Debut Sukirman sebagai pawang hujan dimulai sejak tiga tahun yang lalu ketika dia berusia 22 tahun. Saat itu ayahnya ingin menanam jagung di ladang. Saat terbaik menanam bibit adalah ketika musim hujan. Tapi ayah tidak bisa memperkirakan hari yang tepat. Sukirman mencoba menggunakan kemampuannya untuk membantu ayah.
“Jangan tanam jagung hari ini, Yah. Tiga hari kedepan masih akan panas berdengkang.”
“Bagaimana kau tau?”
“Aku sudah mencoba ini berkali-kali dan hasilnya hampir selalu benar.”
Sukirman menggeleng lalu menghirup nafas dalam.
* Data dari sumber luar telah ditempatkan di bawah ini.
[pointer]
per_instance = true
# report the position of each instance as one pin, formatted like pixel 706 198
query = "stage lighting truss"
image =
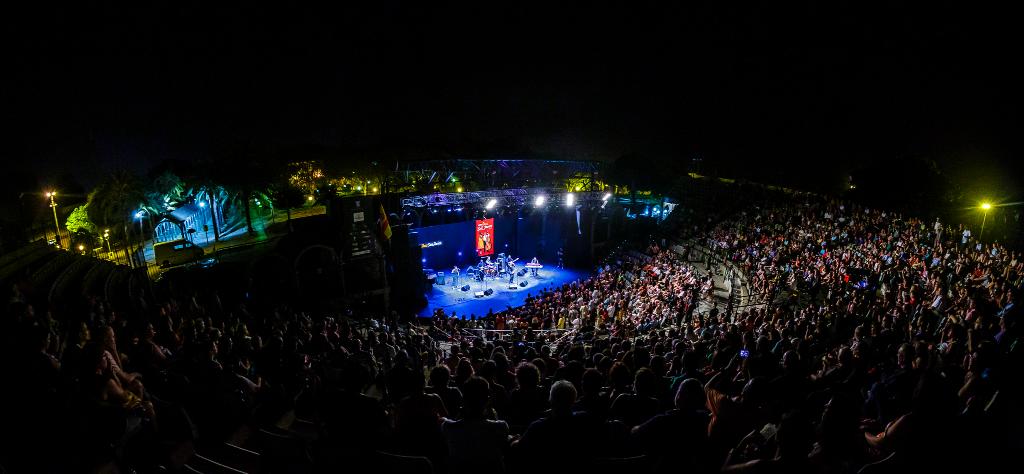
pixel 517 197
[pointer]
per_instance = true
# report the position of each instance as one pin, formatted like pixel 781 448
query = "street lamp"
pixel 56 223
pixel 107 237
pixel 984 207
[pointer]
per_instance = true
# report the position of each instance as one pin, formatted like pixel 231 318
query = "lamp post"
pixel 107 237
pixel 56 223
pixel 984 207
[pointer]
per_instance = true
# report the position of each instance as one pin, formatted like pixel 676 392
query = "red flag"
pixel 385 226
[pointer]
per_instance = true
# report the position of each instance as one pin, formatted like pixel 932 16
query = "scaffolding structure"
pixel 504 198
pixel 448 175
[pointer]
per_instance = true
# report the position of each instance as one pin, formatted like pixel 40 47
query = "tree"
pixel 246 175
pixel 79 221
pixel 116 200
pixel 287 196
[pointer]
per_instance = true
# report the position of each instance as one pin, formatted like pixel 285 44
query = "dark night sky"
pixel 786 91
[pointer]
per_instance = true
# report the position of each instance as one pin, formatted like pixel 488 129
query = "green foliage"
pixel 79 221
pixel 115 200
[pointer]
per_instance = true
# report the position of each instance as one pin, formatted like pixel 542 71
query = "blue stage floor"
pixel 465 303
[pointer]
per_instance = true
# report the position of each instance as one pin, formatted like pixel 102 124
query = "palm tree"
pixel 246 175
pixel 117 198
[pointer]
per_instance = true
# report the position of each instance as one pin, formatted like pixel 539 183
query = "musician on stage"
pixel 512 269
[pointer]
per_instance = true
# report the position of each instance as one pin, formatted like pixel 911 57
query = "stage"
pixel 465 303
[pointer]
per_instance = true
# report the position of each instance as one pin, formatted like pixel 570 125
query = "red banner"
pixel 484 237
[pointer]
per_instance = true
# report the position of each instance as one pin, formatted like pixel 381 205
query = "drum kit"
pixel 493 269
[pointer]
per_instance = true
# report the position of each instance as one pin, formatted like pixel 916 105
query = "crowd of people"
pixel 887 344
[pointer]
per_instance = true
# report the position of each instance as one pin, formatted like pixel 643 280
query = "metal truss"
pixel 481 174
pixel 506 197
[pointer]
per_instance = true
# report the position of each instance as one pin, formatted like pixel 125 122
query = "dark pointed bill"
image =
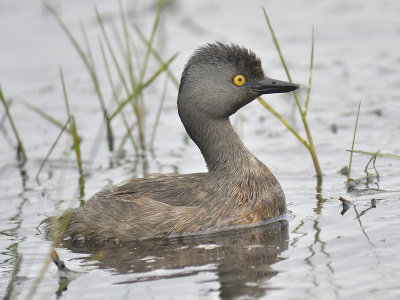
pixel 270 86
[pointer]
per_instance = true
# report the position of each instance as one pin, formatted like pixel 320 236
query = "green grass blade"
pixel 156 56
pixel 352 144
pixel 21 154
pixel 115 95
pixel 151 40
pixel 144 85
pixel 63 129
pixel 128 56
pixel 278 48
pixel 310 77
pixel 112 53
pixel 75 139
pixel 283 120
pixel 158 115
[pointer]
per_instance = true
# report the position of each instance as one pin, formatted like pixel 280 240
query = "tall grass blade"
pixel 63 129
pixel 87 60
pixel 21 154
pixel 352 144
pixel 156 56
pixel 151 40
pixel 75 141
pixel 303 113
pixel 283 121
pixel 158 115
pixel 278 49
pixel 144 85
pixel 115 95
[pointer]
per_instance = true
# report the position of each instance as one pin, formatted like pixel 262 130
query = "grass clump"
pixel 126 72
pixel 303 110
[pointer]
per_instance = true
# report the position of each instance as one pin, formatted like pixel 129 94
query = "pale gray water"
pixel 320 254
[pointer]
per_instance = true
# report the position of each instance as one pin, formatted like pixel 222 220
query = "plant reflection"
pixel 241 258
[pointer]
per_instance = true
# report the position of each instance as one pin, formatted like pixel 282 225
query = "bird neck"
pixel 221 147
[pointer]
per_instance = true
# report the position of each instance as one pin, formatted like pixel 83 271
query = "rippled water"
pixel 324 249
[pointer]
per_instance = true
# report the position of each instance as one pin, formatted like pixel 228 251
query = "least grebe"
pixel 238 188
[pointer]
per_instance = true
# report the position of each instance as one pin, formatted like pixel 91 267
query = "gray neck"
pixel 220 145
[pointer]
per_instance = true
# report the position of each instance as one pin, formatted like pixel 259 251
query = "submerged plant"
pixel 303 110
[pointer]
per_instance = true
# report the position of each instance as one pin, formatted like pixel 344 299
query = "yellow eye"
pixel 239 80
Ayahnya heran melihat tingkah anehnya itu.
“Suhu udaha 36-38⁰ Celcius. Kelembaban udara hanya 35%. Data BMKG, awan hujan masih belum sampai ke sini karena arah angin masih dominan ke barat laut.” Ujar Sukirman, lalu Hasan, adik tirinya datang memperlihatkan hygrometer kepada Ayah.
“Lihat yah, ini namanya jam hygrometer. Selain jam, alat ini juga bisa menunjukkan suhu dan kelembaban udara.” ujar Hasan.
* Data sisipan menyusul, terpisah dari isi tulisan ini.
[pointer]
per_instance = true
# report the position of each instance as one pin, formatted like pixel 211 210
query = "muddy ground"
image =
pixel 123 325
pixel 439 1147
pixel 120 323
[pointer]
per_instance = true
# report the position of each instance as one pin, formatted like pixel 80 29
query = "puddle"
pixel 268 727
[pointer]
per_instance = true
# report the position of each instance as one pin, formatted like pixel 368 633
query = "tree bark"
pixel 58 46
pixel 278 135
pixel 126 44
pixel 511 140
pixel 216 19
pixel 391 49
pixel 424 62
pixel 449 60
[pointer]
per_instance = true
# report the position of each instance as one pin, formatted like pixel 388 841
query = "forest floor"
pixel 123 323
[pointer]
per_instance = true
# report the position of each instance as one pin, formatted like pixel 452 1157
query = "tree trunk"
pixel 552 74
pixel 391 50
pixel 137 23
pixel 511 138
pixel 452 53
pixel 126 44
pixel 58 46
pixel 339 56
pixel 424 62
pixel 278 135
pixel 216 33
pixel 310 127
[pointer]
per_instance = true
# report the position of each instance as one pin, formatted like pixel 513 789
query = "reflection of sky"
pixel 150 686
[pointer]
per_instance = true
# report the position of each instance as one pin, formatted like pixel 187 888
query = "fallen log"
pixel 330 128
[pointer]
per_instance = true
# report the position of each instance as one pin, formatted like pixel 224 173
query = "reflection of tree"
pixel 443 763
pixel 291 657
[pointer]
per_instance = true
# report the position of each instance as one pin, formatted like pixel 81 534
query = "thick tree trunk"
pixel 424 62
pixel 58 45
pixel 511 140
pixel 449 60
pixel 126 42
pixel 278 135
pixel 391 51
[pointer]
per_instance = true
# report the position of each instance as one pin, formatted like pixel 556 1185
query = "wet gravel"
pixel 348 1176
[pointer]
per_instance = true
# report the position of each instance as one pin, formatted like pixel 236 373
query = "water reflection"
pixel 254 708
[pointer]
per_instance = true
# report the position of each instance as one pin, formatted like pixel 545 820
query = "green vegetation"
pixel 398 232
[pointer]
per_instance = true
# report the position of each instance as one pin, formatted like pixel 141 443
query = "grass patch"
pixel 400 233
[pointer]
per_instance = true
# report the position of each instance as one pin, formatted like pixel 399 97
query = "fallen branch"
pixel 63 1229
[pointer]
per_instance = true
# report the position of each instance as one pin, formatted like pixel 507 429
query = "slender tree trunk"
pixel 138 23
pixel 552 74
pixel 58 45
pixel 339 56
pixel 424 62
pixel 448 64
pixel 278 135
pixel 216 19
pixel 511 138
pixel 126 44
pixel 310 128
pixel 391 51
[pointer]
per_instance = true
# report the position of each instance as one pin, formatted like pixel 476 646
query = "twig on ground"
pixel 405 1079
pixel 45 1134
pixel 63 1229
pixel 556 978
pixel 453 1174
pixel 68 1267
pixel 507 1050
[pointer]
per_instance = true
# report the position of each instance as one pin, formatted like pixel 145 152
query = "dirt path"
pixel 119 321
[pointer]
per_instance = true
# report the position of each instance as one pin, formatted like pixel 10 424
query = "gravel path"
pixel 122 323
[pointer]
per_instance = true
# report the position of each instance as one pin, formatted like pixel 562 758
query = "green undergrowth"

“37⁰ Celcius, 35%. Luar biasa! Lantas kira-kira kapan hujan akan berturut-turut turun, Man?” tanya Ayah kerkagum-kagum
“Sekarang hari Selasa. Hmm, hari Sabtu besok saja, Yah. Percaya padaku.” jawab Sukirman meyakinkan.
Benar saja. Pagi Sabtu mereka bertanam benih jagung. Sorenya sudah hujan. Tiga hari berikutnya juga hujan lagi setiap sore. Ini membuat Ayah kepikiran sebuah ide! Mengorbitkan Sukirman untuk jadi Pawang Hujan Desa!
Sebelum hari pesta pernikahan anak sang Kepala Desa, Marwoto. Sukirman pun memilihkan tanggal yang tepat untuk hari resepsi. Debut pawang hujan itu berbuah sukses karena hujan tidak turun sepanjang hari!